Likewise, programs seem to be moving toward consensus on lateral length, well spacing and other factors, he added, as experimentation during a decade of drilling the Permian Basin’s multiple unconventional shales has found diminishing returns with some combinations. Engineers have tried out various ideas to try and generate the highest internal rate of return (IRR) per well for the lowest drilling and completion costs.
Well variables can be enormous, he noted, and that makes cost and reserve projections difficult. Studying the results of completed wells can vary further as operators put wells on with open chokes, or choked back by various amounts. Further production and financial numbers can vary according to differing gas-oil ratios and prices for crude, NGL or gas, as well as when a completed well gets turned on.
“Delaying sales by six months can lower IRR by 10%,” Toups added.
He noted ethane prices, in particular, swung wildly last year, from 25 cents/gallon as the year began to double that at 50 cents in September. “Then Mont Belvieu closed” to additional production and prices dropped.
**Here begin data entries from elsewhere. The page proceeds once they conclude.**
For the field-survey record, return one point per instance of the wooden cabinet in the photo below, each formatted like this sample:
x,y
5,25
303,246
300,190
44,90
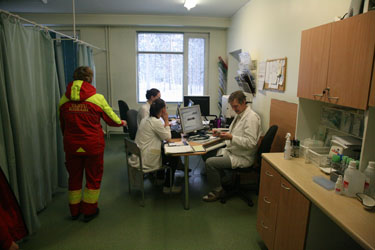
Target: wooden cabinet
x,y
293,211
282,211
336,61
267,203
313,67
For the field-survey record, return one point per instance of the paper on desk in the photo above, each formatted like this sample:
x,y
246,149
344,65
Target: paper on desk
x,y
178,143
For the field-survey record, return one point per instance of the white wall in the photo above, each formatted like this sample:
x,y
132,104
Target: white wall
x,y
270,29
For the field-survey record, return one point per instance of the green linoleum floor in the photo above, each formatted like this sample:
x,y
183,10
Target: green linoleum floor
x,y
161,224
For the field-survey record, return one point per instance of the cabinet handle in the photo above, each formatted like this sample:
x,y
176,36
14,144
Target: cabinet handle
x,y
265,200
269,174
265,227
334,98
285,187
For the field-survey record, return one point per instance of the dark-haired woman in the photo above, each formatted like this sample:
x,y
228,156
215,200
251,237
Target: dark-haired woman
x,y
144,111
150,135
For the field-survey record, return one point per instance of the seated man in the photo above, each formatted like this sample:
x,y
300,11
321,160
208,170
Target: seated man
x,y
241,143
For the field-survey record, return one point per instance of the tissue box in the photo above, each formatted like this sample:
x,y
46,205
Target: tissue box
x,y
319,156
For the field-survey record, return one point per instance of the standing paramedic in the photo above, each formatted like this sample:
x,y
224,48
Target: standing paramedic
x,y
80,111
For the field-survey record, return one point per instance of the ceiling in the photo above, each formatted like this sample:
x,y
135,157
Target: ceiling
x,y
204,8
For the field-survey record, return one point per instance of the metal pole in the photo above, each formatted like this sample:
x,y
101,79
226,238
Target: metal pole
x,y
48,29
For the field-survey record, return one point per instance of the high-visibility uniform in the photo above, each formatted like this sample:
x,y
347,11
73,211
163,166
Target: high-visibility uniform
x,y
80,111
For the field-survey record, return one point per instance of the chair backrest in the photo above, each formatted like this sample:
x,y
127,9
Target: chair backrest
x,y
132,123
131,147
266,143
123,112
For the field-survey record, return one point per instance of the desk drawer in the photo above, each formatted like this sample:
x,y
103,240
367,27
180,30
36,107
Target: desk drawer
x,y
269,191
266,229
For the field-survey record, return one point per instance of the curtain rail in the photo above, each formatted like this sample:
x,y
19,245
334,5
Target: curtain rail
x,y
48,29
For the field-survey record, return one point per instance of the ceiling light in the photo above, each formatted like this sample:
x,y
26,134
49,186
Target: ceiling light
x,y
190,4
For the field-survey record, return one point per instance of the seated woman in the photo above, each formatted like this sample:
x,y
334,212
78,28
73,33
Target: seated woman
x,y
151,132
144,111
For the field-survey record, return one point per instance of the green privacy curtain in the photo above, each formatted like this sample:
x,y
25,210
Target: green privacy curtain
x,y
86,58
30,141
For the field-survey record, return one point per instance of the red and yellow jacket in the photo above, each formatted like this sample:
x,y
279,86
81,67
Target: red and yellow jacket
x,y
80,111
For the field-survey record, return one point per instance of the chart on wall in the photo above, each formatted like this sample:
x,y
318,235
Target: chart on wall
x,y
272,74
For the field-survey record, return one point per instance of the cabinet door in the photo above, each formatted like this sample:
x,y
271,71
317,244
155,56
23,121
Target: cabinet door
x,y
292,217
313,66
351,59
267,203
371,100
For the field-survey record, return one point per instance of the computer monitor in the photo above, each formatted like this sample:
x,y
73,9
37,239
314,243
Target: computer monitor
x,y
190,118
203,101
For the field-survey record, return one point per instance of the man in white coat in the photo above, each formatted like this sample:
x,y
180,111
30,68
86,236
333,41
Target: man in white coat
x,y
241,145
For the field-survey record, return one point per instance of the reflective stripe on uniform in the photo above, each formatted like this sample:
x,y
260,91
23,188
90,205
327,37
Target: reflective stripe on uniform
x,y
91,195
75,196
76,90
99,100
63,100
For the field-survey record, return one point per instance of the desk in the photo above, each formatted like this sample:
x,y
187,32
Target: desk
x,y
346,212
186,164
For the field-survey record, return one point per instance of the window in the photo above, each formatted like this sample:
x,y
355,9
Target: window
x,y
162,59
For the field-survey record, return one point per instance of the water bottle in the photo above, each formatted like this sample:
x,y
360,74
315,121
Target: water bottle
x,y
354,180
288,148
370,179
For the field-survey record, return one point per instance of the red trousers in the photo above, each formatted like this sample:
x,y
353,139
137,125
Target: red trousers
x,y
92,165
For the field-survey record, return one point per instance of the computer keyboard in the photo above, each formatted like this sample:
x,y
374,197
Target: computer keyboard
x,y
211,147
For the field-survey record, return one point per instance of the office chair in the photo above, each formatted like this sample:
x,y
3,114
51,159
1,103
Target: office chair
x,y
132,123
264,147
132,148
123,110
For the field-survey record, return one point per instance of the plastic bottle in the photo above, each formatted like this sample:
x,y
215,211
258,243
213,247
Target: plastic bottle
x,y
288,147
296,148
370,179
354,180
339,185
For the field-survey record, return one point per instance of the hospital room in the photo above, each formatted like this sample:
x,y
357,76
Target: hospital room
x,y
187,124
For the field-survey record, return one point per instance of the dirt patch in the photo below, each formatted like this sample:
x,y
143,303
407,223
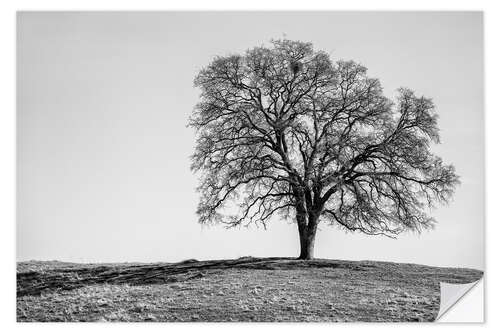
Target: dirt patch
x,y
246,289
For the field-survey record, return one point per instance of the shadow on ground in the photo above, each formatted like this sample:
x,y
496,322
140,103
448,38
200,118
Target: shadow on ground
x,y
245,289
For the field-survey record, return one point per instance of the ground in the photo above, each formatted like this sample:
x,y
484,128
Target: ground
x,y
245,289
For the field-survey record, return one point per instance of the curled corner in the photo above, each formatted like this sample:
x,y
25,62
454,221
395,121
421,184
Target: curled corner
x,y
451,294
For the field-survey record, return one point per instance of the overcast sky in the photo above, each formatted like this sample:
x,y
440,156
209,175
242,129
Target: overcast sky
x,y
103,148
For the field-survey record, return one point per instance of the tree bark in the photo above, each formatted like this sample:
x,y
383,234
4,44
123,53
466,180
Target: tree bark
x,y
307,235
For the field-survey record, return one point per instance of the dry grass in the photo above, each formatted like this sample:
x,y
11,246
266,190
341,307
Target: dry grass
x,y
247,289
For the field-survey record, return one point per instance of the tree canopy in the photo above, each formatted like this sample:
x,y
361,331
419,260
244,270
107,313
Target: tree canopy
x,y
284,129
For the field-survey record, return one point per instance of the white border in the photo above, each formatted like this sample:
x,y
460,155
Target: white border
x,y
7,145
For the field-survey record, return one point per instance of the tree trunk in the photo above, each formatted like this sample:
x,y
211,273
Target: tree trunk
x,y
307,234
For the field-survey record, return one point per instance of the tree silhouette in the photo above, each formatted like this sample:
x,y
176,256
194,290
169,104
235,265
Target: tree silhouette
x,y
283,129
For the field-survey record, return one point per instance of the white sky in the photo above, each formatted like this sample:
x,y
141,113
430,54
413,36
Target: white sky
x,y
103,148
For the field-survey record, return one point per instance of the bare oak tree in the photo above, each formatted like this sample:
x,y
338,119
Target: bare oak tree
x,y
283,129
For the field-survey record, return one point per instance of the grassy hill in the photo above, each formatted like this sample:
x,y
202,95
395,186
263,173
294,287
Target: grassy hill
x,y
245,289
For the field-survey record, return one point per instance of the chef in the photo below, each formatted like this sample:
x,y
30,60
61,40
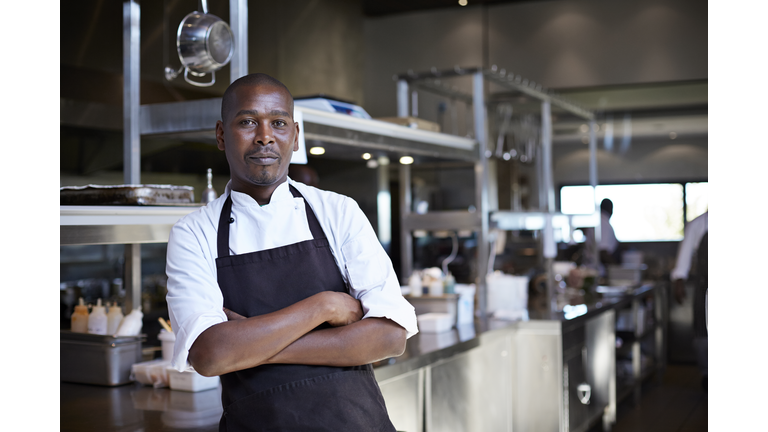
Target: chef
x,y
282,289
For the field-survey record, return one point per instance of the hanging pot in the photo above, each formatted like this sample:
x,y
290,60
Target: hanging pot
x,y
205,44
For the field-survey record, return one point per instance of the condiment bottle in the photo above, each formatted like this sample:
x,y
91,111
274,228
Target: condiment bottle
x,y
114,316
97,320
449,283
209,194
80,318
415,283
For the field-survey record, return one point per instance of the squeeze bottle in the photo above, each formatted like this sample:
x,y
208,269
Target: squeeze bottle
x,y
97,320
114,316
80,318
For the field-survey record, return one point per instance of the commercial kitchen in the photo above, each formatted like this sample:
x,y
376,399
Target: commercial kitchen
x,y
478,137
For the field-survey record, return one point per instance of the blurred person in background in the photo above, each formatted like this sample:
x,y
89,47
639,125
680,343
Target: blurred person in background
x,y
694,244
609,245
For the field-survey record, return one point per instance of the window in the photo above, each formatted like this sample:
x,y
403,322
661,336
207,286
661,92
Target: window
x,y
696,200
641,212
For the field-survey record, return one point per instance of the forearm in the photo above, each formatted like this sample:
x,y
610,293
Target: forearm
x,y
245,343
359,343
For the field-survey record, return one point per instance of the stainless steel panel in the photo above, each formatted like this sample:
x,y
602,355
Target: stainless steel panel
x,y
448,407
537,379
113,234
238,20
131,91
441,220
404,397
473,391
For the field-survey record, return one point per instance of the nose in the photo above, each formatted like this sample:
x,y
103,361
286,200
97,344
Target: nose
x,y
264,134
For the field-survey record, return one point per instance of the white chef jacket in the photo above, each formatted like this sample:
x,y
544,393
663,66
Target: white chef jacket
x,y
194,298
694,231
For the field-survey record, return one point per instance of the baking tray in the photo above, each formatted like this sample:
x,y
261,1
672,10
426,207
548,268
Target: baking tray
x,y
127,195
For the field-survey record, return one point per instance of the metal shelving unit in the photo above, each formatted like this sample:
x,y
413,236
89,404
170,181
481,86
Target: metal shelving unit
x,y
487,215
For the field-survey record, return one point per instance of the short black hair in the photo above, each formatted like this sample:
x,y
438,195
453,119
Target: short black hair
x,y
251,80
606,206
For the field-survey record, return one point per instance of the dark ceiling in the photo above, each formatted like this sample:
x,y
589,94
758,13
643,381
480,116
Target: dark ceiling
x,y
375,8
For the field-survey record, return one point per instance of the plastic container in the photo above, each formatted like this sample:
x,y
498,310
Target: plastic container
x,y
168,340
79,321
190,380
131,324
153,372
465,311
434,322
114,317
97,320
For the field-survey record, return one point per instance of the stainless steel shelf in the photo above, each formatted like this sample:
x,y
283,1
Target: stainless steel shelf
x,y
195,120
89,225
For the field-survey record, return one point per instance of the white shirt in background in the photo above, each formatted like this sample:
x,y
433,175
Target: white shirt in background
x,y
194,298
694,231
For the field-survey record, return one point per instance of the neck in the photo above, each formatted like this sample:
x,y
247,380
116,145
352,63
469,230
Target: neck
x,y
261,194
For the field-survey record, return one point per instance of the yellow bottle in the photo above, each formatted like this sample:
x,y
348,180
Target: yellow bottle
x,y
80,318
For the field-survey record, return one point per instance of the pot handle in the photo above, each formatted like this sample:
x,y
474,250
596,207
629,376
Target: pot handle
x,y
199,84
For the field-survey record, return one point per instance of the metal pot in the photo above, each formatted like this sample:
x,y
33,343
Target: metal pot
x,y
205,44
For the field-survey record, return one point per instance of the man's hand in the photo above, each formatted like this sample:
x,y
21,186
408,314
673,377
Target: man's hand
x,y
232,316
344,309
678,286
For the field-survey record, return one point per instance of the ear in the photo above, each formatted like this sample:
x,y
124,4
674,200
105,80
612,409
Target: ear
x,y
296,138
220,135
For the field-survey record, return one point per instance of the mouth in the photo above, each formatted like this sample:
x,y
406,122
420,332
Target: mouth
x,y
262,158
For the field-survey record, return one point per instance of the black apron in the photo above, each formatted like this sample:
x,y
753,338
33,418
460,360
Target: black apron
x,y
283,397
700,290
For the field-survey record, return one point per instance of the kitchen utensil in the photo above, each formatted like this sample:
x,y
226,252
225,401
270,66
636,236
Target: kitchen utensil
x,y
205,44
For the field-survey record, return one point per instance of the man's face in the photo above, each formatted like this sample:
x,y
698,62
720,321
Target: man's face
x,y
258,137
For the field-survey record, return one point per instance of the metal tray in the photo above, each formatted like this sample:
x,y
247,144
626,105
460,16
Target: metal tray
x,y
127,195
95,359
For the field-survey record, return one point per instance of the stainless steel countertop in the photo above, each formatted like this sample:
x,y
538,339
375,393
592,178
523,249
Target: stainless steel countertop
x,y
137,407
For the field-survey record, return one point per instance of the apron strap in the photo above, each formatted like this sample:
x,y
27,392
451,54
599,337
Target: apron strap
x,y
314,224
222,239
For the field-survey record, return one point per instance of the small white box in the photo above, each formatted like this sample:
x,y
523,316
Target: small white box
x,y
434,322
191,381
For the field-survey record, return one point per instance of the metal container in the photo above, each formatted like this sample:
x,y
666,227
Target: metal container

Likewise, growing associated gas production from the Delaware Basin, a Permian sub-basin, hit limited capacity at the Waha Hub and gas prices fell to zero.
The shale plays are viewed at homogenous but they can still vary widely, he said. The Delaware, for example, varies from “oil in the east to gas in the west and everything in between.” Pore spacing also varies.
Toups described an extensive study Haas Engineering did of EOG Resources Inc. (NYSE: EOG) wells in the Delaware Basin to gain a feel for consistency, based on what one major operator has learned works best. “That makes it easier to see what wells will be like” given more predictable plans developed by one operator.
Looking at the multitude of variables, Toups said it’s easy to understand why operators are beginning to move toward benchmarking program by return on revenue rather than proved reserves.
For 2019, Toups predicted the decline in drilling and completion costs that occurred last year will continue. He noted the Permian Basin may have 5,000 drilled but uncompleted wells “and we won’t see that number dwindle soon” as producers await new pipeline capacity out of the region.